Horizon and No_Done_At_End

How severe does this issue affect your experience of using Ray?

  • Medium: It contributes to significant difficulty to complete my task, but I can work around it.

According to the this, Is there a way to set done flag True only when env returns done otherwise if hit the horizon reset env but leave flag as false?

All Best

Hi @etekin,

That is tricky. It’s not possible at the time of writing with these configuration values.
I had to do some digging here myself. There is no super-pretty solution to this I think. What I would do:

  1. Implement your own sample collector. Have a look at what ray.rllib.evaluation.collectors.simple_list_collector.SimpleListCollector does. You can simply copy the SimpleListCollector into your own code and modify it to postprocess batches the way you like.
  2. These batches will likely need a separate “done” flag in the info field which you can set in your environment’s step method when the episode reaches a natural end. So that your sample collector has a proper indicator for which episodes to manually set the done flag to False.
  3. Pass your sample collector to the trainer config: "sample_collector": SimpleListCollector.
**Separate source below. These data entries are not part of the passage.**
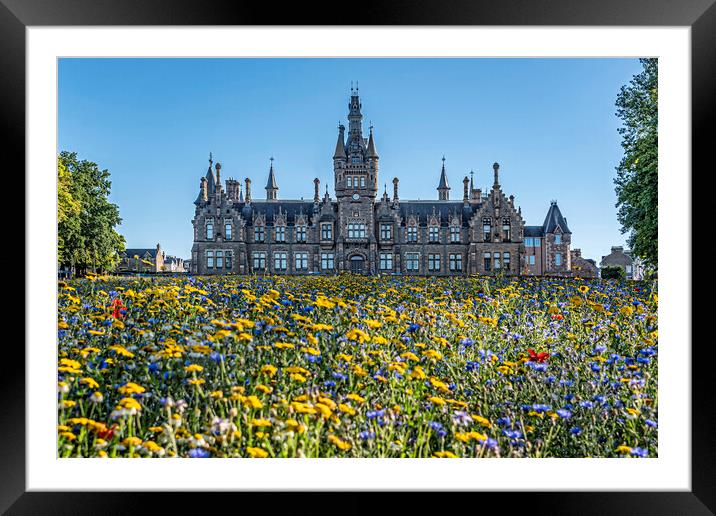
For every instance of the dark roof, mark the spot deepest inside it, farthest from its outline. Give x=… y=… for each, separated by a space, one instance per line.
x=140 y=252
x=292 y=209
x=616 y=257
x=340 y=146
x=553 y=219
x=444 y=210
x=534 y=231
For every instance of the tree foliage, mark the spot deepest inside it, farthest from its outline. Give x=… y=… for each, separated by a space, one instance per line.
x=86 y=219
x=613 y=272
x=637 y=174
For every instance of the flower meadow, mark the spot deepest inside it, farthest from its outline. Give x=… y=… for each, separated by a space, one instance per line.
x=356 y=366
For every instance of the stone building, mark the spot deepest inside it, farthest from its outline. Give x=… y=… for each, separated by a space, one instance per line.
x=620 y=258
x=361 y=231
x=583 y=267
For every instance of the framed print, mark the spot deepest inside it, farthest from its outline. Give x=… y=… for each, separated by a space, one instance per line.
x=333 y=314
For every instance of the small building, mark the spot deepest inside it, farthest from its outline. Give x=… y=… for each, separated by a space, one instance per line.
x=583 y=267
x=141 y=260
x=624 y=259
x=174 y=264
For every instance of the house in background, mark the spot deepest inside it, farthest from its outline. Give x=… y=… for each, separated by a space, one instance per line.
x=621 y=258
x=583 y=267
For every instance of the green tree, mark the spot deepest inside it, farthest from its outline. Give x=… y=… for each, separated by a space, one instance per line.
x=613 y=272
x=637 y=174
x=86 y=229
x=68 y=210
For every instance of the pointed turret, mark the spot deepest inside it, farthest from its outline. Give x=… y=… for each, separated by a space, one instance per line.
x=340 y=145
x=443 y=188
x=554 y=219
x=271 y=186
x=371 y=153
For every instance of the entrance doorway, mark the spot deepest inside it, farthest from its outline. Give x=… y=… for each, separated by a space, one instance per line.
x=357 y=264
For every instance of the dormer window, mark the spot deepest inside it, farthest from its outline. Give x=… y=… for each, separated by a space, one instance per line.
x=486 y=229
x=454 y=234
x=506 y=229
x=280 y=233
x=433 y=234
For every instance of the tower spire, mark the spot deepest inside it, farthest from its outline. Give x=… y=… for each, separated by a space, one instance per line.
x=443 y=188
x=271 y=185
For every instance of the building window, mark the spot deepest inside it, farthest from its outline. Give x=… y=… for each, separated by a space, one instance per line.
x=259 y=261
x=433 y=262
x=486 y=229
x=386 y=231
x=455 y=262
x=434 y=234
x=280 y=233
x=412 y=261
x=327 y=261
x=454 y=233
x=356 y=230
x=301 y=261
x=280 y=261
x=386 y=261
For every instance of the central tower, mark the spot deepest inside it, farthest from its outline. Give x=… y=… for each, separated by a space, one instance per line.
x=355 y=169
x=355 y=162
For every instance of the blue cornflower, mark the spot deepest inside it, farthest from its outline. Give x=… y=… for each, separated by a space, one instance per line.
x=639 y=452
x=199 y=453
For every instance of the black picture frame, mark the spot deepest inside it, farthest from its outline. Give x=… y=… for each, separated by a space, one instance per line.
x=700 y=15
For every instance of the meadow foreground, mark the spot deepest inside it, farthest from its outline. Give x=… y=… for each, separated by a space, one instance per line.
x=353 y=366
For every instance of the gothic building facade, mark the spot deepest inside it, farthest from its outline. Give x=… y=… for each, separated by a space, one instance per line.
x=357 y=231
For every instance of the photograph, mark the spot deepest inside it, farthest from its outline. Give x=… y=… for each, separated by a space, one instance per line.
x=378 y=257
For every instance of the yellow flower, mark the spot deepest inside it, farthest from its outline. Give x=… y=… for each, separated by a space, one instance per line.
x=341 y=444
x=444 y=455
x=131 y=388
x=269 y=369
x=257 y=453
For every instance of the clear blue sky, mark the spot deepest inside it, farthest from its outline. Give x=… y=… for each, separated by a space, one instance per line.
x=550 y=123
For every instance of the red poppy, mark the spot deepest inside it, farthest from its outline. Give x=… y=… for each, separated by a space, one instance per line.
x=107 y=434
x=537 y=357
x=119 y=308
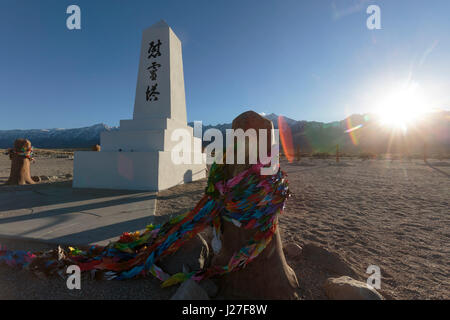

Is there a particular reason why you would not want the flag to be True, even if the environment is reset? Or do you just want to see what happens? Just asking to understand the usecase here.


Thank you for clarification.

So my goal is to be able to reset an env after max_steps but still use VF_PRED to calculate ADVANTAGES not last_r(0 if done flag is true).

Btw looking at the sample collecter done flag is set to following:
False if not_done_at_end or (hit_horizon and soft_horizon) else env_done

And further env is resetted if hit_horizon.

Looking from the code it seems like if i just set hit_horizon it will reset env but leave done flag as it is from env.? But this contradicts with confg doc.